Uscii dalla doccia e mi guardai allo specchio. Non ho riconosciuto la persona che mi fissava. Sono sempre stata minuta, ma questa donna era fragile. Potevo tracciare la curva delle sue costole tra i suoi seni. Una manciata dei suoi capelli rossi ostruiva lo scarico della doccia. Non sembrava la donna che pensavo di essere: quella con una carriera vivace, uno spirito veloce e una serie di cattive impressioni di celebrità da tirare fuori alle feste. Sembrava una sopravvissuta a un trauma. Sembrava una persona che aveva attraversato la guerra. Sembrava qualcuno che potrebbe soffrire di PTSD.
Come ogni bravo e testardo membro del 21° secolo, nonostante la gentile sollecitazione del mio terapeuta, la mia resa dei conti emotiva mi ha colpito illuminata dal tenue bagliore blu del mio MacBook. Non sapendo da dove cominciare, ho cercato su Internet "PTSD". Ho la guerra. Siti web per gli affari dei veterani. Dipendenza. Violenza. Uomini. Ho provato "DPTS nelle donne". Di nuovo affari dei veterani. Soldate di sesso femminile. Gli stessi sintomi che non si applicavano a me. Internet stava confermando le parole del mio aggressore e la mia stessa paura: che era colpa mia. Ero pazzo e non amabile.

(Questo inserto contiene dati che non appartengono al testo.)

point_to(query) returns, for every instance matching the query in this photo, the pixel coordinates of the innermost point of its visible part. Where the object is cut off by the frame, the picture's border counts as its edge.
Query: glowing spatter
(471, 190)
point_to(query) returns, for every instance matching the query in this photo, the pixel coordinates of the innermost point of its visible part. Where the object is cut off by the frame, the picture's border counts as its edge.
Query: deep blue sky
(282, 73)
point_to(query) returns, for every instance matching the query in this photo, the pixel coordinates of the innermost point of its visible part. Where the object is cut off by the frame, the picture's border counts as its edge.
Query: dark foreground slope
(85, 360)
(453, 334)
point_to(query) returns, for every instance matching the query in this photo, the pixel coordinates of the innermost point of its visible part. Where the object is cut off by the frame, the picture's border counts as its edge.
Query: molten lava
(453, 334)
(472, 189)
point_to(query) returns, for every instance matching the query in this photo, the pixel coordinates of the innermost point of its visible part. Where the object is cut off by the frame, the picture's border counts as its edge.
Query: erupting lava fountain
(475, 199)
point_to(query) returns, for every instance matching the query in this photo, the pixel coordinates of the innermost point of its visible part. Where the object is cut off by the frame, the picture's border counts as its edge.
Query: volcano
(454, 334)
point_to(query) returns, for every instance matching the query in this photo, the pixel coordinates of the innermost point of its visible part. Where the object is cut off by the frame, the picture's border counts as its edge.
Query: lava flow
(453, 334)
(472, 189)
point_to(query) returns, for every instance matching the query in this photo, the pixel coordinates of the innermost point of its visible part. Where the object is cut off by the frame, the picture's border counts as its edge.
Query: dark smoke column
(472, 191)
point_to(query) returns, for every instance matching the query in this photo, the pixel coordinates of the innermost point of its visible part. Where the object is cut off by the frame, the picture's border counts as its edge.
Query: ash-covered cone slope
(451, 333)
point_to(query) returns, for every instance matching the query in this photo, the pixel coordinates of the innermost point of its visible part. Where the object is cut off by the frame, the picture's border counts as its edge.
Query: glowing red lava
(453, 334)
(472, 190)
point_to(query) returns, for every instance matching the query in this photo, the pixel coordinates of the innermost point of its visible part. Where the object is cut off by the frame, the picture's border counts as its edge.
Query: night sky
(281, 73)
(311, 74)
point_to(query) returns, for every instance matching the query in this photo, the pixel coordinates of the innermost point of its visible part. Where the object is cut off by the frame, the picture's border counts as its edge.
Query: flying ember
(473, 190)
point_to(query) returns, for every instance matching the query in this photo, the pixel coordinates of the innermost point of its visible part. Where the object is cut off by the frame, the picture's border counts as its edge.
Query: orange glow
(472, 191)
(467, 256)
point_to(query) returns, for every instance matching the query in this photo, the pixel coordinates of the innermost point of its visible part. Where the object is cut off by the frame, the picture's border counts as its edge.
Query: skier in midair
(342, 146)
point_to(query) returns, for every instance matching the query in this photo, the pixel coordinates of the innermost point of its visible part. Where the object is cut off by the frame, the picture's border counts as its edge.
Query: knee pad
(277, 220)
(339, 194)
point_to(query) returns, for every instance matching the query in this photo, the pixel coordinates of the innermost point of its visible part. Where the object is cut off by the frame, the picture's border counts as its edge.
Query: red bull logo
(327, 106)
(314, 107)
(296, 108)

Infine, ho provato, "DPTS nelle donne + violenza domestica". Questa volta, i risultati della ricerca mi hanno fatto battere il cuore. Paura estrema. Intorpidimento emotivo. Nervosismo. Ansia. Evitare. Autosabotaggio. Problemi alimentari. I compagni sopravvissuti hanno scritto delle loro esperienze nel tentativo di condurre se stessi in relazioni nuove e sicure. Amavano i loro nuovi partner. Anche loro volevano essere buoni partner. Ma la loro paura condizionata, la sfiducia e l'ansia paralizzante hanno fatto sì che spingessero via i loro partner, a volte in modo aggressivo, a volte senza sapere perché, a volte senza rendersene conto fino a quando non lo è stato anche lui tardi. Proprio come ho fatto io.
Per dirla semplicemente: non sono mai stato in guerra, ma il mio corpo non lo sa. Spinti a una marcia in più dalla lunghezza, dalla natura e dall'intensità dei miei abusi passati, i miei meccanismi di difesa fanno gli straordinari per tenermi al sicuro, anche quando non c'è niente (o nessuno) in giro per farmi del male. Il mio cervello cosciente sa che l'abuso è finito, ma il mio subconscio opera con l'impressione che un pugno possa volare verso di me in qualsiasi momento. I pugni, il mio corpo lo sa, sono attaccati a uomini che potrebbero dire di amarti. Il mio nuovo ragazzo, gentile e generoso come lui, viene catturato nel fuoco incrociato della mia iper-vigilanza subconscia, e l'intimità è il mio fattore scatenante.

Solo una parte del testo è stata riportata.